How do I toss the vegetables for even roasting?
Start by lining a baking sheet with parchment paper. Place all chopped vegetables in a bowl. Drizzle with olive oil and sprinkle with salt. Toss everything with tongs or a spoon so all pieces are coated evenly. Spread out veggies in a single layer.
- Ensure pieces are not crowded; this helps veggies roast evenly and get crispy.
- If they’re sticking or steaming, they won’t brown properly, so give space between pieces.
How to Make Roasted Vegetable Pasta?
Ingredients You’ll Need:
Vegetables
- 1 bell pepper, sliced
- 1 zucchini, sliced
- 1 red onion, chopped
- 2 cups cherry tomatoes
Pasta and Seasonings
- 12 oz spaghetti or your favorite pasta
- 2 tbsp olive oil
- Salt and pepper to taste
- 1 tsp dried oregano or basil
Extras
- 1/4 cup grated Parmesan cheese (optional)

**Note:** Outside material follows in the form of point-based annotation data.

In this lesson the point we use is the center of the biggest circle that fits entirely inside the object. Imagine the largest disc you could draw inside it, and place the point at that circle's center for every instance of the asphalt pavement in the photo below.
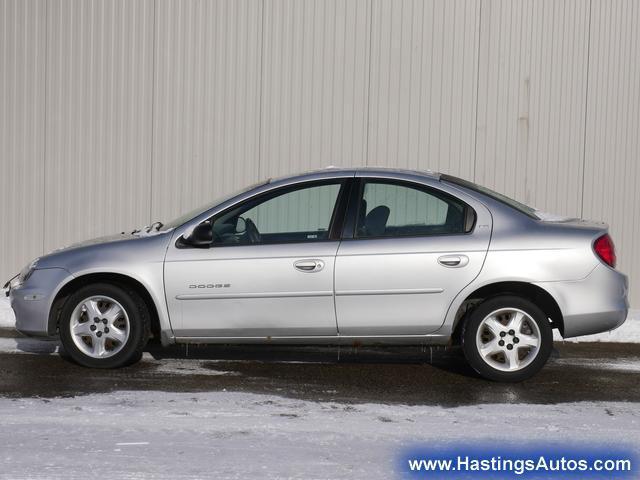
(406, 375)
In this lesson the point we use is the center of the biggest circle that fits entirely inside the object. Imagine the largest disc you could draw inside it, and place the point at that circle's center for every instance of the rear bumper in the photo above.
(31, 302)
(596, 304)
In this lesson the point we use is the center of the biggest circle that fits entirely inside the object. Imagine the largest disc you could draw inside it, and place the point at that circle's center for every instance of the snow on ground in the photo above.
(240, 435)
(628, 333)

- Fresh basil for garnish (optional)
How Much Time Will You Need?
10 minutes prep + 20 minutes roasting + 10 minutes cooking and assembling = 40 minutes total
Step-by-Step Instructions:
1. Prepare the vegetables
Preheat your oven to 425°F. Toss sliced bell peppers, zucchini, chopped onion, and cherry tomatoes with 1 tbsp olive oil, salt, pepper, and herbs. Spread on a baking sheet.
2. Roast the vegetables
Roast for about 20 minutes, stirring halfway through, until vegetables are tender and slightly browned.
3. Cook the pasta
While vegetables roast, cook pasta in salted boiling water according to package instructions. Drain and set aside.
4. Combine everything
Mix roasted vegetables with cooked pasta. Drizzle with remaining olive oil, add Parmesan cheese if using, and toss gently.
5. Serve and garnish
Divide pasta among bowls. Top with fresh basil if desired. Enjoy your roasted vegetable pasta!